Greedy Approximation Algorithms for Active Sequential Hypothesis Testing
This work addresses efficient hypothesis testing for applications like genomics-based cancer detection where the number of hypotheses or actions is massive, representing a novel method for a known bottleneck.
The paper tackles the problem of active sequential hypothesis testing (ASHT) by proposing greedy algorithms to minimize the number of actions needed to identify the true hypothesis with a target error probability, achieving approximation guarantees independent of the number of actions and logarithmic in the number of hypotheses. The algorithms outperform previous heuristic policies by large margins in evaluations using synthetic and real-world DNA mutation data.

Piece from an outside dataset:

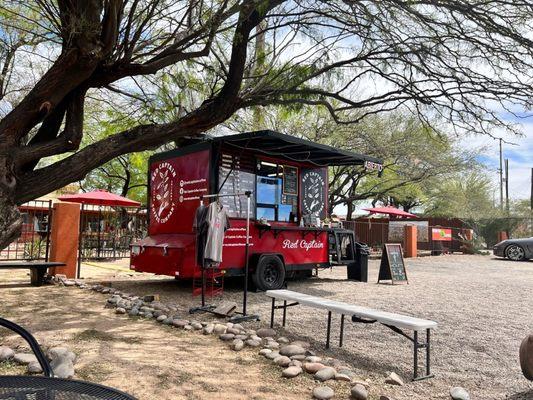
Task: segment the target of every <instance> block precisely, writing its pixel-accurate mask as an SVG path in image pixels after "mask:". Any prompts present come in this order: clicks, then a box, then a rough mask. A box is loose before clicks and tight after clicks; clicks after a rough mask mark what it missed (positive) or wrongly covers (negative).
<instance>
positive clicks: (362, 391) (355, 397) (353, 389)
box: [351, 385, 368, 400]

In the problem of active sequential hypothesis testing (ASHT), a learner seeks to identify the true hypothesis from among a known set of hypotheses. The learner is given a set of actions and knows the random distribution of the outcome of any action under any true hypothesis. Given a target error $δ>0$, the goal is to sequentially select the fewest number of actions so as to identify the true hypothesis with probability at least $1 - δ$. Motivated by applications in which the number of hypotheses or actions is massive (e.g., genomics-based cancer detection), we propose efficient (greedy, in fact) algorithms and provide the first approximation guarantees for ASHT, under two types of adaptivity. Both of our guarantees are independent of the number of actions and logarithmic in the number of hypotheses. We numerically evaluate the performance of our algorithms using both synthetic and real-world DNA mutation data, demonstrating that our algorithms outperform previously proposed heuristic policies by large margins.